RE: searching a subset of SOLR index

2011-07-05 Thread Pierre GOSSE
It is redundancy. You have to balance the cost of redundancy with the cost in 
performance with your web index requested by your windows service. If your 
windows service is not too aggressive in its requests, go for shards.

Pierre

-Message d'origine-
De : Jame Vaalet [mailto:jvaa...@capitaliq.com] 
Envoyé : mardi 5 juillet 2011 15:05
À : solr-user@lucene.apache.org
Objet : RE: searching a subset of SOLR index

But incase the website docs contribute around 50 % of the entire docs , why to 
recreate the indexes . don't you think its redundancy ?
Can two web apps (solr instances ) share a single index file to search on it 
without interfering each other 


Regards,
JAME VAALET
Software Developer 
EXT :8108
Capital IQ


-Original Message-
From: Pierre GOSSE [mailto:pierre.go...@arisem.com] 
Sent: Tuesday, July 05, 2011 5:12 PM
To: solr-user@lucene.apache.org
Subject: RE: searching a subset of SOLR index

From what you tell us, I guess a separate index for website docs would be the 
best. If you fear that request from the window service would cripple your web 
site performance, why not have a totally separated index on another server, 
and have your website documents index in both indexes ?

Pierre

-Message d'origine-
De : Jame Vaalet [mailto:jvaa...@capitaliq.com] 
Envoyé : mardi 5 juillet 2011 13:14
À : solr-user@lucene.apache.org
Objet : RE: searching a subset of SOLR index

I have got two applications 

1. website
The website will enable any user to search the document repository , 
and the set they search on is known as website presentable
2. windows service 
The windows service will search on all the documents in the repository 
for fixed set of key words and store the found result in database.this set  
 is universal set of documents in the doc repository including the website 
presentable.


Website is a high prioritized app which should work smoothly without any 
interference , where as windows service should run all day long continuously 
without break to save result from incoming docs.
The problem here is website set is predefined and I don't want the windows 
service request to SOLR to slow down website request.
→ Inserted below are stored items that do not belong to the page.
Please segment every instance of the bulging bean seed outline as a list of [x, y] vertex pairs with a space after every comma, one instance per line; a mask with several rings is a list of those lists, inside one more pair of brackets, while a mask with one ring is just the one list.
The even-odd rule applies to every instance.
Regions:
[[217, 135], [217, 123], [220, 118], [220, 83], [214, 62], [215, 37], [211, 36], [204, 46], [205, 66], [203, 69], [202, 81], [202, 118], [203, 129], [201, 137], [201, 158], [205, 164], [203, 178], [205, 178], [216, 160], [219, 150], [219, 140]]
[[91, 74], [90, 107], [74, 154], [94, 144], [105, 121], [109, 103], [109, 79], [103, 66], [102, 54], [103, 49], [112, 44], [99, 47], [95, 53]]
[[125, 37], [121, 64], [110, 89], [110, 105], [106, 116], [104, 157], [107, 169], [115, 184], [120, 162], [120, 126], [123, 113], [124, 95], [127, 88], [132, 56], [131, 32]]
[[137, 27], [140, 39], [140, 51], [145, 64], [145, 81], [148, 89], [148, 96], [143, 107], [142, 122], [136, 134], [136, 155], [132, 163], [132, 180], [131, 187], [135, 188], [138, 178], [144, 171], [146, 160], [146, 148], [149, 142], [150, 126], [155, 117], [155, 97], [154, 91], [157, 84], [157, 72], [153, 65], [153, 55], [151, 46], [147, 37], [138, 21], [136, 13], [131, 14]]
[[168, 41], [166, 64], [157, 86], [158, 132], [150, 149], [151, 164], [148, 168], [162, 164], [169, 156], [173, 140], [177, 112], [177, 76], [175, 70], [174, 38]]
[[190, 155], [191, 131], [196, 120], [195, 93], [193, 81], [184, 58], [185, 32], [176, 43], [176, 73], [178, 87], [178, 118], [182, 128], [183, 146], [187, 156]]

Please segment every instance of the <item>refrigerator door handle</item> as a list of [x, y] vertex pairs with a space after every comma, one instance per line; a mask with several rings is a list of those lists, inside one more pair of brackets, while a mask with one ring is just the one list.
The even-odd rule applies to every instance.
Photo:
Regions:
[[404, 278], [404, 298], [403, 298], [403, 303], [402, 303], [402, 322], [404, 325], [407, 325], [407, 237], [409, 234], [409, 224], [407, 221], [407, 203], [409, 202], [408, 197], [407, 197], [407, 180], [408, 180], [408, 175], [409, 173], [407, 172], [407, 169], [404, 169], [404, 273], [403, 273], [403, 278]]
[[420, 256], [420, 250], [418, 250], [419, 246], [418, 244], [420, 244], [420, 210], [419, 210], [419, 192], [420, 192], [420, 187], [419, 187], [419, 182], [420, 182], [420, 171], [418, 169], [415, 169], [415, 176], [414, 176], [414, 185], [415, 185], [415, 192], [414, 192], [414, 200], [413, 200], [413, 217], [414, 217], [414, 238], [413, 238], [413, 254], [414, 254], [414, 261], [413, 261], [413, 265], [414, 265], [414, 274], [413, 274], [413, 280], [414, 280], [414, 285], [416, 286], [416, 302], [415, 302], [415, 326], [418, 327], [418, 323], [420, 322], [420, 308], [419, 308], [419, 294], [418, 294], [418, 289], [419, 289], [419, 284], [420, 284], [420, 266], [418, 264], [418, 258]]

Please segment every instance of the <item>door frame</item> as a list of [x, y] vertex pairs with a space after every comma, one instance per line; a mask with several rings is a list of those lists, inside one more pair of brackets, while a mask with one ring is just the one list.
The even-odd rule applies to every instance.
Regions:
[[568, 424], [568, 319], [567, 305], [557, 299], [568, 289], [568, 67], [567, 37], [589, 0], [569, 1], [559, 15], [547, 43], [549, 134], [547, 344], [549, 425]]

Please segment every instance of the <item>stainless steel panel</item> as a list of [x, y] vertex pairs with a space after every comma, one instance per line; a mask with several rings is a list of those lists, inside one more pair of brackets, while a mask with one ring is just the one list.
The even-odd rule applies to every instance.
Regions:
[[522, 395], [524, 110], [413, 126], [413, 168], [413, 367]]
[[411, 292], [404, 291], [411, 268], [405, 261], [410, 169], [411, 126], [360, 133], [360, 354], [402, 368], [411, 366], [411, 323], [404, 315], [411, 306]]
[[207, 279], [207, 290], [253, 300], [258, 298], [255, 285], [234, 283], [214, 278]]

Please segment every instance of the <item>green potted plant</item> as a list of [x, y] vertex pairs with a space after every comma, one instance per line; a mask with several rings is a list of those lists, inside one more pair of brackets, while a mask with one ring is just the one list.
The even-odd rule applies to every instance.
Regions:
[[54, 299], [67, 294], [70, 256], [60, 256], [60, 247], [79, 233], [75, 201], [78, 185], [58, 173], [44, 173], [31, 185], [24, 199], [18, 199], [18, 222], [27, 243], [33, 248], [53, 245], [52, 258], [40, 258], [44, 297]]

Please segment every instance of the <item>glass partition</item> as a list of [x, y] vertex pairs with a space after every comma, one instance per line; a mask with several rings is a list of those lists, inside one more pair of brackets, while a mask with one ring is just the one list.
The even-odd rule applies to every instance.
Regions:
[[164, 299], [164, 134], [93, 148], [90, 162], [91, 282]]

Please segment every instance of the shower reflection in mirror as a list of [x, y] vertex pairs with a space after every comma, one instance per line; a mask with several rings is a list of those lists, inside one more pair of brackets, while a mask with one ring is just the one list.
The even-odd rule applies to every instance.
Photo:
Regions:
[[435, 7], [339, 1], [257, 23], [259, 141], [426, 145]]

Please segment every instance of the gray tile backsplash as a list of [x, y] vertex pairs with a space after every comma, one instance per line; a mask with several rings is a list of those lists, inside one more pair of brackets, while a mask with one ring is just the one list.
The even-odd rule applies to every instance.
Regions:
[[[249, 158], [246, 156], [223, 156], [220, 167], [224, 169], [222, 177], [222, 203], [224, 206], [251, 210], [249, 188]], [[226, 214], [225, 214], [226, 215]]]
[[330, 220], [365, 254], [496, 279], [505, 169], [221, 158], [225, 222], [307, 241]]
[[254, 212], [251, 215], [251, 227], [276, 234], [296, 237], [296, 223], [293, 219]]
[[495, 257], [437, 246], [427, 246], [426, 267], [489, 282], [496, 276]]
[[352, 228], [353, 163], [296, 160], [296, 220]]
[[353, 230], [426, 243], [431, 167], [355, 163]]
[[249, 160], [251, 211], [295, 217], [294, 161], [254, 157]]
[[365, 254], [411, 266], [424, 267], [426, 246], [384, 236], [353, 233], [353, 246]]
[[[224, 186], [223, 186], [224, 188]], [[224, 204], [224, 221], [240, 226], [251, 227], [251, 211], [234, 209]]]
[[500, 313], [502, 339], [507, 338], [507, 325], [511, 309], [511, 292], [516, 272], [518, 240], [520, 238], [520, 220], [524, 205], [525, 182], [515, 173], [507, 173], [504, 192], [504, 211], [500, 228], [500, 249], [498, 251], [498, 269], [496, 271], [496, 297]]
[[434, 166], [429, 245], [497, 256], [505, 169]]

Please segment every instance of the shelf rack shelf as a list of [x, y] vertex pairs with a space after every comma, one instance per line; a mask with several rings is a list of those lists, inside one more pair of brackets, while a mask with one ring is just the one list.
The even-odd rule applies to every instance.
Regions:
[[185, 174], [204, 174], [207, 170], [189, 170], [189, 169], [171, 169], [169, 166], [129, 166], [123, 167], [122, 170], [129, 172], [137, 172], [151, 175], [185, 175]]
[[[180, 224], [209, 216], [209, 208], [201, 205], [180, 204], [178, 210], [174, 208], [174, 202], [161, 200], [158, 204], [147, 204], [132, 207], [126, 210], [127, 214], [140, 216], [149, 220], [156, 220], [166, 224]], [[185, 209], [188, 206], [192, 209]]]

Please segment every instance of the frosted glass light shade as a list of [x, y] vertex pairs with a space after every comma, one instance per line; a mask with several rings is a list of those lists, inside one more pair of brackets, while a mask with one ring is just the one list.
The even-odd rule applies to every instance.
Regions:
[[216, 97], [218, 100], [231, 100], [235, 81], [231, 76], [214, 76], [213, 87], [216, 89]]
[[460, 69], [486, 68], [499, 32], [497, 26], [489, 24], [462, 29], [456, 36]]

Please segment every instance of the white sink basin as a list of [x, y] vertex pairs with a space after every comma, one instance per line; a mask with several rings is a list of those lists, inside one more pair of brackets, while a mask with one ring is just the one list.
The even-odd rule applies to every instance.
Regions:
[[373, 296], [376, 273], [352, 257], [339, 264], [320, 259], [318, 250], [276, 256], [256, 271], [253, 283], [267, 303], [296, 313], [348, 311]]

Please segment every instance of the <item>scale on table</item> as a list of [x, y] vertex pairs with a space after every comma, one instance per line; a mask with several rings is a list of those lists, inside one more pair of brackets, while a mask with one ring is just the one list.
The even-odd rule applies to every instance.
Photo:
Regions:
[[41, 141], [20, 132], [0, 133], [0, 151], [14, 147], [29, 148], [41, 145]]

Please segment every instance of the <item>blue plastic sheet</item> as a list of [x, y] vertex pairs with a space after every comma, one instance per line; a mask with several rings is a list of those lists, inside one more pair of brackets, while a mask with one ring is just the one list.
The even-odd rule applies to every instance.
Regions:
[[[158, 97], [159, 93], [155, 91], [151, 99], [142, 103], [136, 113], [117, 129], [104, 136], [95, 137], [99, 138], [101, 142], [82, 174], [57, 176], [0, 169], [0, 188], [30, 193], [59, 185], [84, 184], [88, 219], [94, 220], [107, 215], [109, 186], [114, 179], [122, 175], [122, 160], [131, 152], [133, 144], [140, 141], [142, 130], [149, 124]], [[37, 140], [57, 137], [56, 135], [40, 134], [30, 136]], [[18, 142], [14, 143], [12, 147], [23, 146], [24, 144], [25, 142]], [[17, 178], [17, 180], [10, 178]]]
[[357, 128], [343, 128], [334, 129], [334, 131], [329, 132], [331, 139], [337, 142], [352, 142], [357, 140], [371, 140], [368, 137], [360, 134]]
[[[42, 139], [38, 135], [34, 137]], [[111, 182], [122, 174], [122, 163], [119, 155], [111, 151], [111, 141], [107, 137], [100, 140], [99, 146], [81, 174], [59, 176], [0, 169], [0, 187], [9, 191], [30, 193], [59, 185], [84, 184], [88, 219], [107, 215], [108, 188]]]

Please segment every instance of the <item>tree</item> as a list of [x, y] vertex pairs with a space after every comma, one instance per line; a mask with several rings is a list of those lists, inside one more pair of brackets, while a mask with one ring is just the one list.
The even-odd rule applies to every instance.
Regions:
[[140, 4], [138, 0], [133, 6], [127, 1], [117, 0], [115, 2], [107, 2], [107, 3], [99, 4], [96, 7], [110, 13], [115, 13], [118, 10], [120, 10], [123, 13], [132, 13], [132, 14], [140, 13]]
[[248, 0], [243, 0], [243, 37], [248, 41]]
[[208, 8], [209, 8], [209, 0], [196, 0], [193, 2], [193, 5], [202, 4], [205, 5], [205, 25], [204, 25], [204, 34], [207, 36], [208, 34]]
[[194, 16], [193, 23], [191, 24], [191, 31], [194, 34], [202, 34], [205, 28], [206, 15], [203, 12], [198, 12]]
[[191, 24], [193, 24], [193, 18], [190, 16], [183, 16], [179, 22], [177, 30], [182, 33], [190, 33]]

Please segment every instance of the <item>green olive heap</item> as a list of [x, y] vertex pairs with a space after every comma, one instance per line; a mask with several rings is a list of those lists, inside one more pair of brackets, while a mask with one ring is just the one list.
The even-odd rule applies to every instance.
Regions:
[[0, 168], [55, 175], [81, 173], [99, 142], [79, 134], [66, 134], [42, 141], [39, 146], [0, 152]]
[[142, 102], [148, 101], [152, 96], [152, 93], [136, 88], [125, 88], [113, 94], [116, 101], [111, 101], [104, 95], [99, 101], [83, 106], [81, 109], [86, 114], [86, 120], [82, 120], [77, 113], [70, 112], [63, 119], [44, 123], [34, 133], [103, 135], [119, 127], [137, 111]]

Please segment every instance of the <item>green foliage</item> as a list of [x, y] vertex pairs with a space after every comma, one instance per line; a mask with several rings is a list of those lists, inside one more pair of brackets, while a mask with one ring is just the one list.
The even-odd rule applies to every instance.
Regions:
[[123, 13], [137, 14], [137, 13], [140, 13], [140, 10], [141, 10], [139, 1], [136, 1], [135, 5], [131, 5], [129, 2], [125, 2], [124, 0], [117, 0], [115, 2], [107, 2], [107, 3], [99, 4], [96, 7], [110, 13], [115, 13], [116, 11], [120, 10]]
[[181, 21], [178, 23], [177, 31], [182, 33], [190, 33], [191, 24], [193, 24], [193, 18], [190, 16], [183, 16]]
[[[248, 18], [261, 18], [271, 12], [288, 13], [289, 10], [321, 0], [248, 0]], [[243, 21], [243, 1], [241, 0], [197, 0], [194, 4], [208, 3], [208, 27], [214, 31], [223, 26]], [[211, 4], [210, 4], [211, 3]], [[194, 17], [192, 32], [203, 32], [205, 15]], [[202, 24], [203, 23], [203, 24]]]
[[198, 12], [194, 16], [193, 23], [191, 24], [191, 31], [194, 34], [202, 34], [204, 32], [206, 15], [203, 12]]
Suppose am segregating the website presentable docs index into a particular 
core and rest of them into different core will it solve the problem ?
I have also read about multiple ports for listening request from different apps 
, can this be used. 



Regards,
JAME VAALET


-Original Message-
From: Pierre GOSSE [mailto:pierre.go...@arisem.com] 
Sent: Tuesday, July 05, 2011 3:52 PM
To: solr-user@lucene.apache.org
Subject: RE: searching a subset of SOLR index

The limit will always be logical if you have all documents in the same index. 
But filters are very efficient when working with subset of your index, 
especially if you reuse the same filter for many queries since there is a cache.

If your subsets are always the same subsets, maybe your could use shards. But 
we would need to know more about what you intend to do, to point to an adequate 
solution.

Pierre

-Message d'origine-
De : Jame Vaalet [mailto:jvaa...@capitaliq.com] 
Envoyé : mardi 5 juillet 2011 11:10
À : solr-user@lucene.apache.org
Objet : RE: searching a subset of SOLR index

Thanks.
But does this range query just limit the universe logically or does it have any 
mechanism to limit this physically as well .Do we leverage time factor by using 
the range query ?

Regards,
JAME VAALET


-Original Message-
From: shashi@gmail.com [mailto:shashi@gmail.com] On Behalf Of Shashi 
Kant
Sent: Tuesday, July 05, 2011 2:26 PM
To: solr-user@lucene.apache.org
Subject: Re: searching a subset of SOLR index

Range query


On Tue, Jul 5, 2011 at 4:37 AM, Jame Vaalet jvaa...@capitaliq.com wrote:
 Hi,
 Let say, I have got 10^10 documents in an index with unique id being document 
 id which is assigned to each of those from 1 to 10^10 .
 Now I want to search a particular query string in a subset of these documents 
 say ( document id 100 to 1000).

 The question here is.. will SOLR able to search just in this set of documents 
 rather than the entire index ? if yes what should be query to limit search 
 into this subset ?

 Regards,
 JAME VAALET
 Software Developer
 EXT :8108
 Capital IQ